Legal Research with AI Part 7: Wrangling Data with Julia

banner-image

Justin Napolitano

2022-05-22 16:30:32.169 +0000 UTC


Table of Contents


Series

This is a post in the Legal Research with AI series.
Other posts in this series:

  • Legal Research with AI Part 7: Wrangling Data with Julia
  • Legal Research with AI: Part 6
  • Conduct Legal Research with AI: Part 5
  • Conduct Legal Research with AI: Part 4
  • Conduct Legal Research with AI: Part 3
  • Conduct Legal Research with AI: Part 2
  • Conduct Legal Research with AI: Part 1
  • Conduct Legal Research with AI: Part 0

  • Intro

    In a previous post, I seperated all of the results returned from the Library of Congress API into individual JSON documents to be imported as nodes into a neo4j graph.

    In this post, I filter the LOC data against another data set from Oyez that will be integrated in the next post.

    Filtering Data

    Both data sets have been seperated into individual case nodes stored in the json format as a file with the format : .json.

    The Library of Congress data contains indices, admonitions, briefs, and other data that I will not yet be incorporating into my data set.

    In order to find only the case data I will be creating a dataframe containing the paths of json files with matching citations.

    Using Julia Instead of Python

    I love Python, but I want to try something new.
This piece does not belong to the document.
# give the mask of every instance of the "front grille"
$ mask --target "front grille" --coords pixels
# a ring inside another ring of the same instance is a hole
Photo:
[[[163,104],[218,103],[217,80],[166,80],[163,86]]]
Julia’s multiple dispatch design tempted me to try it out. This is my first Julia program. I will be documenting the work more so than usual.

    Julia “import” Functions

    Coming from Python, I typically import libraries/packages with an import call. Something like:

    
    import numpy
    

    In Julia, we use the using call to import the package. Like:

    
    using DataFrames
    using CSV
    

    A package can also be imported, but this does not instantiate the methods and functions within it (As far as I understand it).
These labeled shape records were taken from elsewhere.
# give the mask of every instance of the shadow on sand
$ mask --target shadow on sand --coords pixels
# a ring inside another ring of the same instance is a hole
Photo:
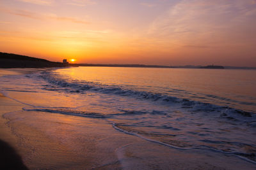
[[[28,169],[16,151],[0,140],[0,169]]]

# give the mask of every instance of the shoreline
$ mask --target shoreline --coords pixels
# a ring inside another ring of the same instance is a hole
[[[13,74],[33,70],[15,69]],[[12,94],[12,97],[19,95],[15,92]],[[180,150],[145,141],[116,131],[104,118],[24,111],[22,108],[28,106],[0,96],[0,139],[13,146],[30,169],[255,167],[255,164],[234,156],[206,150]],[[40,96],[30,96],[27,103],[38,100],[38,104],[44,103]]]

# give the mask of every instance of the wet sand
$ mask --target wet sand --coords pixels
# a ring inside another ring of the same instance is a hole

    For instance import CSV would only load the package but I would have to call CSV.method to actually do something. Something like from pandas import to_csv in Python.

    
    import DataFrames
    import CSV
    

    The Main Function

    Just like in C -and like we should in Python-, I declared a main function to run the program. I call it with main(). I do not know if there is a similar convention to Python’s if __name__ == "__main__". I will find out soon.

    The main difference in function declaration between Python and Julia is the inclusion of the end keyword and the end of the function.
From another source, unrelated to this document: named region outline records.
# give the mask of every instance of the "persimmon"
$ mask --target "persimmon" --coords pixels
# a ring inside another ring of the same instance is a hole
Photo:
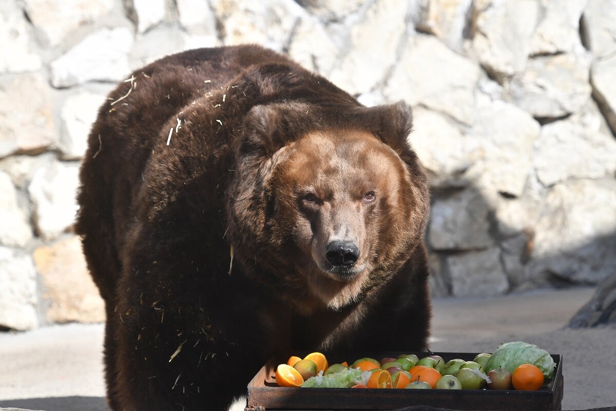
[[[440,377],[442,376],[440,373],[435,370],[434,368],[424,368],[423,369],[418,370],[415,373],[411,374],[411,379],[412,381],[416,381],[419,378],[419,381],[424,381],[430,385],[432,388],[436,385],[436,381],[439,381]]]
[[[537,391],[543,385],[543,373],[532,364],[522,364],[511,375],[513,388],[520,391]]]

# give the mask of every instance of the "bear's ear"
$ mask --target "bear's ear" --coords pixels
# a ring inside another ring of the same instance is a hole
[[[254,106],[244,120],[240,154],[271,157],[285,145],[285,124],[279,108],[265,105]]]
[[[384,143],[397,153],[408,150],[408,135],[413,129],[413,110],[403,100],[393,104],[379,105],[369,109],[378,116],[376,131]]]

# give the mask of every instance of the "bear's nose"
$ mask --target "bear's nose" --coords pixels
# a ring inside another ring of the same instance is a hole
[[[325,257],[332,265],[349,267],[359,258],[359,248],[351,241],[334,240],[325,247]]]

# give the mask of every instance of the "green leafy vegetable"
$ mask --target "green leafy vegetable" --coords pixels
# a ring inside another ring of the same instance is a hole
[[[533,344],[522,341],[513,341],[501,344],[490,357],[486,371],[502,367],[513,373],[522,364],[533,364],[543,373],[546,378],[552,378],[556,366],[549,353]]]
[[[362,381],[362,371],[357,368],[349,368],[340,372],[323,375],[320,372],[318,375],[311,376],[304,381],[302,387],[318,387],[322,388],[349,388],[357,381]]]

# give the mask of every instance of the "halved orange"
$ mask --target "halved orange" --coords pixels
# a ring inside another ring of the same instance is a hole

    For instance review the main function below :

    function main()
        
        # outpath fo the current file
        outpath = joinpath(pwd(),"case_files.csv")
    
        #Glob files from directory
        oyez_dataframe = get_files("oyez_cited")
        
        #Glob files from directory
        loc_dataframe = get_files("loc_cited")
    
        
        # Join on File excluding extraneous data not in the oyez dataset
        master_df = innerjoin(oyez_dataframe, loc_dataframe, on = :File, validate=(true, true), makeunique = true)
    
        #Select every file but the .DS_Store from the dataframe.  
        master_df = filter(row -> !(row.File == ".DS_Store"), master_df)
    
        #Write to file
        outpath = df_to_file(master_df,outpath)
        
    
    end
    
    main()
    

    Creating an outpath

    The main function creates an outpath to write the resultant master df to file by calling joinpath(pwd(), "case_files.csv").

    The Get Files Function

    Next, the get_files function is called to create two data frames: the loc_df and the oyez_df.

    Declaring empty string arrays

    Each file name is appended to a file_name array declared with <array_name> = String[]

    Reading Files with readdir()

    File names are from from a directory passed to the built in readdir() function.

    Appending Files to file_name Array

    Each file name is appended to a file_name array declared with file_name = String[] and appended to with the push!(file_name,f) call. Note the ! following push. This typically means that the function is operating on the data in memory and will not return a new value.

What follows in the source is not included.